Die Dioptra ist ein umfangreiches Lehrgedicht, das gegen Ende des 11. Jahrhunderts von einem byzantinischen Mönch namens Philippos (später unter dem Beinamen Monotropos bekannt) verfasst wurde und ein Kompendium des theologischen und philosophischen Wissens seiner Zeit darstellt. Das Werk besteht aus fünf Büchern, die insgesamt über 7000 Verse umfassen; hinzu kommen noch umfangreiche Prosaeinschübe. Vier der Bücher der Dioptra sind in der Form eines Dialoges zwischen Fleisch (sarx) and Seele (psychē) verfasst, wobei die Seele Fragen stellt und das Fleisch antwortet. Das verbleibende Buch, genannt Klauthmoi (sl. Plačeve), ist ein Klagegedicht, in dem ein reumütiger Mönch sich an seine Seele wendet und sie angesichts des Todes und der die Sünder erwartenden Qualen zur Buße auffordert. Die Einbindung umfangreichen (pseudo-)säkularen Wissens in ein religiöses Gedankengebäude zusammen mit der ansprechenden Präsentation als versifiziertes Gespräch ist vermutlich der Grund für die enorme Verbreitung des Werks: Das griechische Original ist in ungefähr 80 Handschriften überliefert, die slavischen Übersetzung, die um die Mitte des 14. Jahrhunderts geschaffen wurde, in etwa 200.

Als erster in einer Reihe von vier Bänden enthält der vorgelegte Band zunächst die Überlieferungsgeschichte der slavischen Dioptra. Er bietet ausführliche Beschreibungen aller verfügbaren Handschriften, eine detaillierte Filiation der Zeugen sowie eine Darstellung der Ausbreitung des Werks über die Slavia orthodoxa.
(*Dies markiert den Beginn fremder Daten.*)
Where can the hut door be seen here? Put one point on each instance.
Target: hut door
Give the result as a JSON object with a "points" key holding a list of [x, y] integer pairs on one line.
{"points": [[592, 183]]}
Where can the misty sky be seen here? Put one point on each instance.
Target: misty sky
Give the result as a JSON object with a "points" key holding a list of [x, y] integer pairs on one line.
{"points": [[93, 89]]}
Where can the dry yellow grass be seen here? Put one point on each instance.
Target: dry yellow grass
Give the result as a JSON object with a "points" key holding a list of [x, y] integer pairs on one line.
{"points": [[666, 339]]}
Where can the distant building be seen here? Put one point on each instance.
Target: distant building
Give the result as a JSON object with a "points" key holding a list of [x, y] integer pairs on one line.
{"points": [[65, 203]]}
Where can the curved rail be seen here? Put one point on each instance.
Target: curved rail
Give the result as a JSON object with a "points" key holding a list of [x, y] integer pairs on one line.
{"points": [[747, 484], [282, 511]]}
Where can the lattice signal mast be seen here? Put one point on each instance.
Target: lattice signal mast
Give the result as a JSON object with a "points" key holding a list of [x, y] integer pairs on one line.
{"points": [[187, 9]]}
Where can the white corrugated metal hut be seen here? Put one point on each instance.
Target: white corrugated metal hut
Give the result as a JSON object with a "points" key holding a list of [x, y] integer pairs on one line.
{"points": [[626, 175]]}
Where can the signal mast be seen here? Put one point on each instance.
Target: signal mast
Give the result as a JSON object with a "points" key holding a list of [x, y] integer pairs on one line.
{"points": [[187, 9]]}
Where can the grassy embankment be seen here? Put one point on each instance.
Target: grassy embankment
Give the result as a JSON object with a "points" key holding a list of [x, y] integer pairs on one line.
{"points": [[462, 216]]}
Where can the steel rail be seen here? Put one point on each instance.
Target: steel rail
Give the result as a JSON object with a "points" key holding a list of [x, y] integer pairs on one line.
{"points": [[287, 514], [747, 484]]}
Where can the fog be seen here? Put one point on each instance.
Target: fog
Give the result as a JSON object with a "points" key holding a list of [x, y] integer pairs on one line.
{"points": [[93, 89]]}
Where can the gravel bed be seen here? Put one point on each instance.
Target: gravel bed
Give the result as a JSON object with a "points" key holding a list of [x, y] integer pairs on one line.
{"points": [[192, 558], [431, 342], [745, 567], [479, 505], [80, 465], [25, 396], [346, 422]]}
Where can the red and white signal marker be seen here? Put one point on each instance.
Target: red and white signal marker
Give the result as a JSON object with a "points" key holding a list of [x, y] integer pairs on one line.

Darüber hinaus bietet der Band die kritische Edition des ersten Teils des Werks, und zwar der Vorworte, des ersten Buches (Klauthmoi/Plačeve) und der Erweiterungen der russischen Rezension (Ib). Der Text beruht auf dem Codex Leopolitanus (L’viv NB NANU im. Stefanyka MV-418), dem einzigen vollständig erhaltenen Zeugen in der mittelbulgarischen Redaktion der ursprünglichen Übersetzung. Der kritische Apparat enthält die Lesarten aller unabhängigen Zeugen sowie der wichtigsten codices descripti (bis zu 40 Handschriften). Aufgrund ihres streng imitativen Charakters wird der slavischen Übersetzung ein griechischer Vergleichstext beigegeben, der auf der mit der verlorenen Vorlage am nächsten verwandten Handschrift beruht (Vaticanus gr. 1893). Diesem ist seinerseits ein kritischer Apparat beigefügt, der die Varianten der anderen fünf Handschriften des Zweiges enthält, zu dem die Vorlage gehörte. Sowohl dem griechischen als auch dem slavischen Text ist ein weiterer Apparat beigestellt, der die frühe Überarbeitung (Rez. II) der slavischen Übersetzung mit einer weiteren griechischen Handschrift veranschaulicht. Der Editionsteil enthält weiters eine deutsche Übersetzung, wo nötig mit kurzen Kommentaren.